The anti-inflammatory, immunomodulatory, and antimicrobial Glycyrrhiza inflata extract component licochalcone A triggers apoptosis of tumor cells and is thus considered for the treatment of malignancy. Similar to apoptosis of nucleated cells, erythrocytes may enter eryptosis, the suicidal erythrocyte death characterized by cell shrinkage and cell membrane scrambling with phosphatidylserine translocation to the erythrocyte surface. Signaling involved in the triggering of eryptosis includes Ca2+ entry with increase of cytosolic Ca2+ activity ([Ca2+]i), and ceramide. The present study explored, whether and how licochalcone A induces eryptosis.
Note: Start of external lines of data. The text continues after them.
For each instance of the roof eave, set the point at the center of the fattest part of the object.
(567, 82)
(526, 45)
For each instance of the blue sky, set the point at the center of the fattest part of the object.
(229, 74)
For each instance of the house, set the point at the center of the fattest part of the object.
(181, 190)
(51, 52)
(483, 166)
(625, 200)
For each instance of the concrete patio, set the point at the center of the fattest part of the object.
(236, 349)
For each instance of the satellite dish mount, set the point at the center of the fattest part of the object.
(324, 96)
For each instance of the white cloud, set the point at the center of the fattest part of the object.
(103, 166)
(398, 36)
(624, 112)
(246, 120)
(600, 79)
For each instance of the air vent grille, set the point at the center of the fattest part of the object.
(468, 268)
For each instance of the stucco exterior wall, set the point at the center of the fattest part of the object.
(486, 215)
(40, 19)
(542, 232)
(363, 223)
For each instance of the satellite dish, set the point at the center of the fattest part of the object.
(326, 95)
Human erythrocytes drawn from healthy individuals were exposed for 24 hours to 1-10 µg/ml licochalcone A. Flow cytometry was subsequently employed to estimate phosphatidylserine exposure at the cell surface from annexin V binding, cell volume from forward scatter, [Ca2+]i from Fluo3-fluorescence, and ceramide utilizing specific antibodies. In addition, hemolysis was quantified from hemoglobin release.

Licochalcone A significantly increased the percentage of annexin-V-binding cells (≥ 5 µg/ml), significantly decreased forward scatter (2.5 - 5 µg/ml), significantly increased Fluo3-fluorescence (≥ 7.5 µg/ml), and significantly increased ceramide abundance (10 µg/ml). The effect of licochalcone on annexin-V-binding was not significantly modified, but hemolysis significantly enhanced by removal of extracellular Ca2+.

Licochalcone triggers cell shrinkage and phospholipid scrambling of the erythrocyte cell membrane, an effect independent from Ca2+ entry and presumably in part due to ceramide.